If you're looking for a force to reckon with for foundations, Lancome is a must-see. They continue to offer some of the most elegant, silky formulas anywhere and in a color range that is overwhelmingly neutral, whether your skin is porcelain or ebony. The only troubling aspect is that most of Lancome's foundations with sunscreen do not contain adequate UVA protection or the SPF rating is too low. Lancome obviously knows about the risks with these issues (after all, they market ecamsule, their version of the UVA-protecting ingredient Mexoryl SX, and brag about its UVA range).
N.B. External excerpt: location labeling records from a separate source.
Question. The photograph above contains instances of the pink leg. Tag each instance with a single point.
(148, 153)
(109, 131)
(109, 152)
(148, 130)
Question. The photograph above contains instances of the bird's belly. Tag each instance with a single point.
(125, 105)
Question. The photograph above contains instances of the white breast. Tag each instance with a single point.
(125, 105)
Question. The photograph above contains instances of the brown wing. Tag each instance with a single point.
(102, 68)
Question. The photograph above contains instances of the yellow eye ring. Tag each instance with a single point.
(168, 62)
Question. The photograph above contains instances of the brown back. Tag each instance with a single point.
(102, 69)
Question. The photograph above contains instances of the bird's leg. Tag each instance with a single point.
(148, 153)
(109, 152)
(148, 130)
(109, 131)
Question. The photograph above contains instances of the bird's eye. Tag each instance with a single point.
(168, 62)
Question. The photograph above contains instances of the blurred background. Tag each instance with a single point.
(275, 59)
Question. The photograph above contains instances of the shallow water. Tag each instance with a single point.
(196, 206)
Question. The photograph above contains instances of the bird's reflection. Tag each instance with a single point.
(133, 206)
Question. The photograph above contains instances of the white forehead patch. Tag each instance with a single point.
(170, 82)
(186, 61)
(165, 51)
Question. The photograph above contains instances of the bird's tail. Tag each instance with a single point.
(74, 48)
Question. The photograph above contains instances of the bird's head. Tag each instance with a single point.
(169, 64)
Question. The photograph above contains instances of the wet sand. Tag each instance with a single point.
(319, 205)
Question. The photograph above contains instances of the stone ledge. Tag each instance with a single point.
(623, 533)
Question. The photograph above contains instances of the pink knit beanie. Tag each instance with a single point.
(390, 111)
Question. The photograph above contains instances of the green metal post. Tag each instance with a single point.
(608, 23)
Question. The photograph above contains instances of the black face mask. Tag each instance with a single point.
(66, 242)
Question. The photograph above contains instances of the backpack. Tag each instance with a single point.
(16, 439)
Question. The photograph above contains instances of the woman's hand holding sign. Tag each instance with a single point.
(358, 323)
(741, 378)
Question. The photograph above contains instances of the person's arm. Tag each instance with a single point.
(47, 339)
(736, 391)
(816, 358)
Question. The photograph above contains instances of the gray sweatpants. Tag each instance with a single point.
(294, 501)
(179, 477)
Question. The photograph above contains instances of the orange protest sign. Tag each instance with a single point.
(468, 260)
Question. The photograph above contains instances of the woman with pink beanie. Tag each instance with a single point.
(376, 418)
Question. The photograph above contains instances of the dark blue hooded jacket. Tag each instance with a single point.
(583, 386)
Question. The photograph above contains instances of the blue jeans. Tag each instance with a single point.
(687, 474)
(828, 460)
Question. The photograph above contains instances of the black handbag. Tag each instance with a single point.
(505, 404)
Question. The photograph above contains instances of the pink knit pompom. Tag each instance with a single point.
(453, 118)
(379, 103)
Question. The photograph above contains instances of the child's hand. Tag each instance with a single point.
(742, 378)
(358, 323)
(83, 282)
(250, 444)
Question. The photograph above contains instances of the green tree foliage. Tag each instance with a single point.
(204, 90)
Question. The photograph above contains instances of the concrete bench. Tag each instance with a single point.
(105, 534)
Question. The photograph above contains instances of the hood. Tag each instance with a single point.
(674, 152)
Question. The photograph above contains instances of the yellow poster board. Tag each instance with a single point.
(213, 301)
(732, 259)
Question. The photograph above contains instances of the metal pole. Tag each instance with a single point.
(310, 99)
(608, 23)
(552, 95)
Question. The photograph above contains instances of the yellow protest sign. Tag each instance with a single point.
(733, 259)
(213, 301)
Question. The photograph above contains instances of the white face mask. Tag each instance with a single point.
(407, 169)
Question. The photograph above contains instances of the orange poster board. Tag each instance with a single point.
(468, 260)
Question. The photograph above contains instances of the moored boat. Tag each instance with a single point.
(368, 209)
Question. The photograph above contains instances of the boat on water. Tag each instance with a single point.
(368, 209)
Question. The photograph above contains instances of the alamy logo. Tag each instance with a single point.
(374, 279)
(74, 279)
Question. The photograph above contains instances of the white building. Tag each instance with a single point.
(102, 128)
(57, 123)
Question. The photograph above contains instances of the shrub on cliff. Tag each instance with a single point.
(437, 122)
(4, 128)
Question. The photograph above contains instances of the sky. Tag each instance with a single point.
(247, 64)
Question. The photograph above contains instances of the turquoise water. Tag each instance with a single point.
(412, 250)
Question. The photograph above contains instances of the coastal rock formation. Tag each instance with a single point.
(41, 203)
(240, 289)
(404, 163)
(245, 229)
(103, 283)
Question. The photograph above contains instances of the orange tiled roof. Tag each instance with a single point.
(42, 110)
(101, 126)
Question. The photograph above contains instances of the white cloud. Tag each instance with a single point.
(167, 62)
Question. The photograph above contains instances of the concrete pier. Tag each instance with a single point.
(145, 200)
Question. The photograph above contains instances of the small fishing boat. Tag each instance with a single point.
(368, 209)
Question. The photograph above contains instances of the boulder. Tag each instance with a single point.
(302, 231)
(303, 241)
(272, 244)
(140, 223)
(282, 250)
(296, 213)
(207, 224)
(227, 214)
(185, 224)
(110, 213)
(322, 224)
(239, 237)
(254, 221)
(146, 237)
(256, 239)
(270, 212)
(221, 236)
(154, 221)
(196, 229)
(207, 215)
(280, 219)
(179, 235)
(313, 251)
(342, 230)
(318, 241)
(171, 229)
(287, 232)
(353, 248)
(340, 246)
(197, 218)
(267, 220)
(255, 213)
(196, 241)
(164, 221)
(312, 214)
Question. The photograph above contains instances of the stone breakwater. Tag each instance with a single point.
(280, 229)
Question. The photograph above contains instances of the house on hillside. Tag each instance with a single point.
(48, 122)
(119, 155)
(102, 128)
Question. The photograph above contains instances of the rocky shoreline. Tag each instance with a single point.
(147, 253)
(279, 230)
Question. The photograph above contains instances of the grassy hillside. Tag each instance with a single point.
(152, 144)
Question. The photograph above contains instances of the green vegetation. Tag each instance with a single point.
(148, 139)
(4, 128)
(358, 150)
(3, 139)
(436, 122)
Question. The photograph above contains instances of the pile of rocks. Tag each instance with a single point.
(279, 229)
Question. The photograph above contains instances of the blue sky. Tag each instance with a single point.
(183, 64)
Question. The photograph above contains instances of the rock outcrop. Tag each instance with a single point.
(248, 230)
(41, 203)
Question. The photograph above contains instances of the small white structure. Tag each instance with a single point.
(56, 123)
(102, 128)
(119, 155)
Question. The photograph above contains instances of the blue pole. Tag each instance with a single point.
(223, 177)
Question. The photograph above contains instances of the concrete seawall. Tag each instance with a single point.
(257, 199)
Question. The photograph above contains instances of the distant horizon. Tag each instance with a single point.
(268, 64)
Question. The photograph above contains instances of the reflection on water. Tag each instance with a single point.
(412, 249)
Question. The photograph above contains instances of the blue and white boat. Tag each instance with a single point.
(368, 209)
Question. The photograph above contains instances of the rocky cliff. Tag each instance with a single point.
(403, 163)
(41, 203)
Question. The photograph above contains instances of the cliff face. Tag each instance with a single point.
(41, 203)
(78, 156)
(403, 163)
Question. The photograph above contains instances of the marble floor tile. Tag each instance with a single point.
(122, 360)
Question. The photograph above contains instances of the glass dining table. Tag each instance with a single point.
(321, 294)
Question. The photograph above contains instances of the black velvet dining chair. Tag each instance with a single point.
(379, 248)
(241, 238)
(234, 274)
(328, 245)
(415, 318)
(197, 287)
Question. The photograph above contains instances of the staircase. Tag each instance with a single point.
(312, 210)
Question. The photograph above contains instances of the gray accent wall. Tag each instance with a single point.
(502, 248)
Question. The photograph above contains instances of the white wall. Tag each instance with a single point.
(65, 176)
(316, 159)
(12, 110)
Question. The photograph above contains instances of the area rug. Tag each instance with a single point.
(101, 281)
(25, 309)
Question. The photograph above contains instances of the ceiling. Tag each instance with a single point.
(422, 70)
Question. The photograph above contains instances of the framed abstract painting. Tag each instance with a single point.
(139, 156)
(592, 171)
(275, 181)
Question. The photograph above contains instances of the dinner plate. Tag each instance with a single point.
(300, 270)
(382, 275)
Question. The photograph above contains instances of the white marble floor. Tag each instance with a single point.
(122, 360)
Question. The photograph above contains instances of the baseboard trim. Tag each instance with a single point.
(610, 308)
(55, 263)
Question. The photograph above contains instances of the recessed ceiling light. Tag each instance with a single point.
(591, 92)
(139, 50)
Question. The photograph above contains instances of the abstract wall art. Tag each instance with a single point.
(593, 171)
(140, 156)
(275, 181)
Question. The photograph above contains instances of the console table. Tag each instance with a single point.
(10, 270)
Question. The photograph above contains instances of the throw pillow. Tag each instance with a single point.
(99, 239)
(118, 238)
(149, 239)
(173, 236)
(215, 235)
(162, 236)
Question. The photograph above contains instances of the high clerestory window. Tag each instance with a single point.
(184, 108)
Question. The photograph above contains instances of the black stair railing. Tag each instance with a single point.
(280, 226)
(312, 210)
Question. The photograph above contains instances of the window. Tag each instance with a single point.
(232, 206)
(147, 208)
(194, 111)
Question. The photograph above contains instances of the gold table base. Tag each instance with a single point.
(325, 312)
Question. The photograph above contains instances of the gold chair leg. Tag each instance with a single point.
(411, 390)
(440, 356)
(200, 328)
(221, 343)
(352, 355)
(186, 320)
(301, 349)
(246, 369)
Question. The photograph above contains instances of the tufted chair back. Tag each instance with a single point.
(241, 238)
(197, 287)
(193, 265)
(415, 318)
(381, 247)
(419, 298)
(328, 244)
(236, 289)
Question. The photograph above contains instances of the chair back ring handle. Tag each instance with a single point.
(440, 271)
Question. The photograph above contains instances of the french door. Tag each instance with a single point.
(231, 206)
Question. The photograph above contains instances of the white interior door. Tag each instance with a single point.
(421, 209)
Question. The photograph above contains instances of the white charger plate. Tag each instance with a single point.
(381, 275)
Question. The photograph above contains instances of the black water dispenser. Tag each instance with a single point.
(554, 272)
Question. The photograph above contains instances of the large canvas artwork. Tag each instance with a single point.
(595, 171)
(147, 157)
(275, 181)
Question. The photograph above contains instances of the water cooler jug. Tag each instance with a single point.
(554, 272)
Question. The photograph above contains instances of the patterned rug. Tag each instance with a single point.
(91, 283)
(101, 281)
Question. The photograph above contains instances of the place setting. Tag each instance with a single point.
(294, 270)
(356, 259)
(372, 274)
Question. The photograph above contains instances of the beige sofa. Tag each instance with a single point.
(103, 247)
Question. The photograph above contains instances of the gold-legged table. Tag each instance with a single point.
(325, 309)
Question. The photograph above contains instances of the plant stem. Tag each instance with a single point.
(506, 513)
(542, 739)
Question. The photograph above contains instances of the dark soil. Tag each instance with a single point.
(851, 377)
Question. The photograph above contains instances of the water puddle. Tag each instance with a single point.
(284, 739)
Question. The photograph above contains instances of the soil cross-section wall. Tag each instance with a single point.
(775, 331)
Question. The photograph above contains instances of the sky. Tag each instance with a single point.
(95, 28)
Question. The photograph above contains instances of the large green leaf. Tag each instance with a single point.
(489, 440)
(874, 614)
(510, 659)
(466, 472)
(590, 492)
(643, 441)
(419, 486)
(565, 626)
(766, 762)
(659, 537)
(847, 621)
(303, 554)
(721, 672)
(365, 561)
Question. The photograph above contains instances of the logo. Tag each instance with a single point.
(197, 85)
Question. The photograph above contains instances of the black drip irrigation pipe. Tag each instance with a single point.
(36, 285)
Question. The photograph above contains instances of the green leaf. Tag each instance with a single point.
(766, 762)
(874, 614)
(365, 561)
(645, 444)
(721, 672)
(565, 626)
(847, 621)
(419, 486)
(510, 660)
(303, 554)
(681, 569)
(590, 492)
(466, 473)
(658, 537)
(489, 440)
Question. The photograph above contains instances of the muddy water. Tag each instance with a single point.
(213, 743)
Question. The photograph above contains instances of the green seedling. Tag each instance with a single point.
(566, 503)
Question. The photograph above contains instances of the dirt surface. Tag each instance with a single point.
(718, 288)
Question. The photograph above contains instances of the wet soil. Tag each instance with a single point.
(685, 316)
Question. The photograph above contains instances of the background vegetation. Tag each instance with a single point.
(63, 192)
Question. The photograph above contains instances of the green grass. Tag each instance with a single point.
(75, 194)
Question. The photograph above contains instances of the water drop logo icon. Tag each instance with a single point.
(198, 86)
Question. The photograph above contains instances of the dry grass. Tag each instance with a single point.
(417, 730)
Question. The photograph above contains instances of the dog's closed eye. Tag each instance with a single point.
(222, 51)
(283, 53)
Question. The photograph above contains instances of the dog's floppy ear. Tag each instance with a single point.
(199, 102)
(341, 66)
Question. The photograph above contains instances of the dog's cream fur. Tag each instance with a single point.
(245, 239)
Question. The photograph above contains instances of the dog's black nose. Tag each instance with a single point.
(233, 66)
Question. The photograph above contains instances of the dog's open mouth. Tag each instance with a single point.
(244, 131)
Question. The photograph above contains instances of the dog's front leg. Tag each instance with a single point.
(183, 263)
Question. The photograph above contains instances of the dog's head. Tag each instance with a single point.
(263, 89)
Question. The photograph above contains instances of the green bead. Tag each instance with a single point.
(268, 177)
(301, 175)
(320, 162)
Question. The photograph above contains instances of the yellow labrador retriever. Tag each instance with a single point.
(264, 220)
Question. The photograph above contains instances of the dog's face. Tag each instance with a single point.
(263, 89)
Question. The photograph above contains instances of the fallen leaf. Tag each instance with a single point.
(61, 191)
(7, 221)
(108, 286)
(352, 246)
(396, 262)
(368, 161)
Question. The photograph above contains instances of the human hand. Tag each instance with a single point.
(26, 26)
And considering that, we are not recommending as many of their foundations as we have in previous editions of this book. Beyond this major gripe, you will discover that Lancome has a well-deserved reputation for their fantastic mascaras, and that their latest powders and eyeshadows apply with a silkiness that makes them gratifying to work with. The rest of the makeup encompasses many valid choices, but before you commit to Lancome, consider the similar options available for less from sister companies L'Oreal and Maybelline New York. Striking a balance among the best of each of these lines will give you first-class makeup that beautifies without breaking the bank.
Note: Lancome is categorized as a brand that tests on animals because its products are sold in China. Although Lancome does not conduct animal testing for its products sold elsewhere, the Chinese government requires imported cosmetics be tested on animals, so foreign companies retailing there must comply. This requirement is why some brands state that they don’t test on animals “unless required by law.” Animal rights organizations consider cosmetic companies retailed in China to be brands that test on animals, and so does the Paula’s Choice Research Team.